Nit picking here but your discussion of the 'top fence line mark' is a bit off. Trees do not get taller at the base. A wire stapled to it at say 4' will still be at 4' a hundred years later assuming he ground doesn't eiher erode or fill in.

My brother also thought that when he asked me to prune some young walnutes. "don't cut them up so high, they'll be way up there in a few years". That from a farm boy who grew up on stump farms in the middle of timber.

Harry K
 
Nice scores!

Nit picking here but your discussion of the 'top fence line mark' is a bit off. Trees do not get taller at the base. A wire stapled to it at say 4' will still be at 4' a hundred years later assuming he ground doesn't eiher erode or fill in.

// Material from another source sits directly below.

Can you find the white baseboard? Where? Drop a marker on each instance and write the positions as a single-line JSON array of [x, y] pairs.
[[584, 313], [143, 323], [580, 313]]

My brother also thought that when he asked me to prune some young walnutes. "don't cut them up so high, they'll be way up there in a few years". That from a farm boy who grew up on stump farms in the middle of timber.

Harry K


Well, hesh me moufs! Didn't know that. Perhaps it has eroded a bunch. The bottom wire is high and the top one is over my head a foot.

Musta been way back when they had like mastodons penned in there or sumfin....
 
Well, hesh me moufs! Didn't know that. Perhaps it has eroded a bunch. The bottom wire is high and the top one is over my head a foot.

Musta been way back when they had like mastodons penned in there or sumfin....

Maybe the top ones a cloths line.LOL.
 
I got barbed wire all over my 10 acres, some of it streched better than most fences. The old post are long gone but the trees grew into it. I figure back during the depression there were several familys living around here with a milk cow,small gardens and close to starvation.
Just a theory.
 
I got barbed wire all over my 10 acres, some of it streched better than most fences. The old post are long gone but the trees grew into it. I figure back during the depression there were several familys living around here with a milk cow,small gardens and close to starvation.
Just a theory.

One of the dthings I watch for are trees growing in a fairly straight line - may be an old fence line with wire buried in them. I am surprised at all the locust I have cut over the past 4 years, mostly off farm steads. Hit a few odd ball things but never did tangle with a wire (knock wood) but did have to shift cuts to avoid . Back when I did hit a wire in a locust, moved my cut up 6" and hit what turned out to be a bullet. Small tree but it cost a resharp on two chains.